What I believe is the motivation behind this resistance to passage is the long held belief of the Republican party that whites are gifted with some innate superiority regarding other ethnic groups,specifically white males, that, and they apparently see the passage of this bill as an incremental step that would further the nations credibility in seeking and claiming sovereignty.
In a union of states where power is wielded by a centralized authority a sovereign nation or nations with the ability to govern themselves, create their own laws, and enter into treaties and agreements with whoever they desired to be sitting in their midst doesn’t go down well, it isn’t deemed acceptable. Especially in the present political climate of rumblings about states rights and even secession.
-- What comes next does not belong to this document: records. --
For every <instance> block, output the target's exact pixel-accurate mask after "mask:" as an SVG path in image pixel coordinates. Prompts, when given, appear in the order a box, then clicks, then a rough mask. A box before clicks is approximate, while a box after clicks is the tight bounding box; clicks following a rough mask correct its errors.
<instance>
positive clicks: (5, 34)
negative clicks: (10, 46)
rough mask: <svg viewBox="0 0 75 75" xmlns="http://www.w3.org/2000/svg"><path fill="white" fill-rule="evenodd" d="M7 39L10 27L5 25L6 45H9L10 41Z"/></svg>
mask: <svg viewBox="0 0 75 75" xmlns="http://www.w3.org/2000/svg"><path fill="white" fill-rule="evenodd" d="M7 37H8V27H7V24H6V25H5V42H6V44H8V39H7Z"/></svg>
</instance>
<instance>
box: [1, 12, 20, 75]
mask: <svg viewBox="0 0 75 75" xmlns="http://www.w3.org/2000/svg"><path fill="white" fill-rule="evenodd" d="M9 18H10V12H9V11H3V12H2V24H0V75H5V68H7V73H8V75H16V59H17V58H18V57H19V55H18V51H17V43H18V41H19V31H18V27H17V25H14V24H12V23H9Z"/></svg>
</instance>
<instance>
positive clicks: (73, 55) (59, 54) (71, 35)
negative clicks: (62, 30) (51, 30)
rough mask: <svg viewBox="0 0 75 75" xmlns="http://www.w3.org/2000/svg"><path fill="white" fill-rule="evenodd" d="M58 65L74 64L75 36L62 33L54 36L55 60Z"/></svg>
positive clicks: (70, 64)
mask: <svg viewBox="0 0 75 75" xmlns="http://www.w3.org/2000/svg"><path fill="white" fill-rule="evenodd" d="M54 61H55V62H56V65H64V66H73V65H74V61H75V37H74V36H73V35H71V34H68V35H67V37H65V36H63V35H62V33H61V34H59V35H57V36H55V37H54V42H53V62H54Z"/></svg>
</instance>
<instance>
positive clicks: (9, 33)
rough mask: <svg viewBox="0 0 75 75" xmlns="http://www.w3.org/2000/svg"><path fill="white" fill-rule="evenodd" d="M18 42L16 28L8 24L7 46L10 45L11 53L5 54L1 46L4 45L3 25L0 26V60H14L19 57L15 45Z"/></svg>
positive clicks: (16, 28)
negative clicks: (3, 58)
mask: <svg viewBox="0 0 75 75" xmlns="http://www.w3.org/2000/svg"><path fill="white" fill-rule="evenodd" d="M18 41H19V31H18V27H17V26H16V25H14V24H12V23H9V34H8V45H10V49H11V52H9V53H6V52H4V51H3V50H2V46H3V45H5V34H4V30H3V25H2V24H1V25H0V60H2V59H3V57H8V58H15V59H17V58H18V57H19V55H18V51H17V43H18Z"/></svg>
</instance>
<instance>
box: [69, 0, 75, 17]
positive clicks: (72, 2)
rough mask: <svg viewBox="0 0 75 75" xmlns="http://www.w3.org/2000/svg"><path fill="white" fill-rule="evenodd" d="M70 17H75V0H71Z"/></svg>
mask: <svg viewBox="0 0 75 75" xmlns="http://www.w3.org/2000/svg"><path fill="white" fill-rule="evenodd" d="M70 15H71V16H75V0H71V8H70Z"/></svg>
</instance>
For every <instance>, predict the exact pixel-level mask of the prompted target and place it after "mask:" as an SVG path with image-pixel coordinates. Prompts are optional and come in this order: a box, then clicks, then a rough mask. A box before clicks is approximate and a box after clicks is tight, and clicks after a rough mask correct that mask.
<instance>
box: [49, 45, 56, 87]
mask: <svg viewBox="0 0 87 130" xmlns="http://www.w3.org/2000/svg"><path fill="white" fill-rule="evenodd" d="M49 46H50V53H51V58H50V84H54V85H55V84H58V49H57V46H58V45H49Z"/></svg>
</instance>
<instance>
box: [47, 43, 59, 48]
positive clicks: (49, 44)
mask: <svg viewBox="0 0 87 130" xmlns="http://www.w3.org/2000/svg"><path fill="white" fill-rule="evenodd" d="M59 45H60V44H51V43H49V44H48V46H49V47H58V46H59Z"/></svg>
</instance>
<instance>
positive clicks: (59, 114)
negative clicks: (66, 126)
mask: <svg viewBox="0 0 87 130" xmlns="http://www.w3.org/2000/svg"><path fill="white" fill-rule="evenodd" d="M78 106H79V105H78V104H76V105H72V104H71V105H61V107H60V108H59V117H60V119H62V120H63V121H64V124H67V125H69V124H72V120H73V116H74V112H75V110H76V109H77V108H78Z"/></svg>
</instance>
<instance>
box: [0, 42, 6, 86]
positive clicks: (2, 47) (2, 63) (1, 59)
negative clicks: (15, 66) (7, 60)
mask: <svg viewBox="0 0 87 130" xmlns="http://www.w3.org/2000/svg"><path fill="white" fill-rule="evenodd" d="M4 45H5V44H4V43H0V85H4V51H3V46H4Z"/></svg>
What shouldn’t be overlooked when our people rightfully take issue with this is that it is basically the same argument Russell Means presented when the Dine attempted to hold him accountable for the assault of his one armed eighty year old then Dine father in law.
Russell claimed that in not being of their nation the Dine did not have the authority or essential sovereignty to arrest or try him.
This despite the fact that he was married to a Dine woman, living on Dine land, and committed his crime on their land.
Among Russell’s more inane and predictable arguments was that it was his belief he wouldn’t receive a fair trail, as if to say his treatment of his father in law was fair-but then we’ve heard that often enough from those in the AIM leadership haven’t we?
Maybe the Republicans can present the same argument and follow the trail Russell blazed in claiming a non indigenous person wouldn’t receive a fair trial because he surely had the same sense of entitlement.
Russell claimed to be a lot of things he wasn’t, and he vacillated back and forth between political party affiliation and positions as it served whatever agenda he had-but I think one would have to say he was at a heart a Republican when it came to issues regarding our ability to adjudicate matters and sovereignty,when it came to empowering and protecting women despite all the self promotion in talk of matriarchy, liberation, patriotism, and sovereignty.
What is going on related to this legislation should be a Howard Beale moment for us, for our indigenous journalists-we should all stand up, say we’re made as hell, not going take it anymore and demand passage. That would be the true “liberator” “patriot” thing to do, and might set an example for the AIM leadership.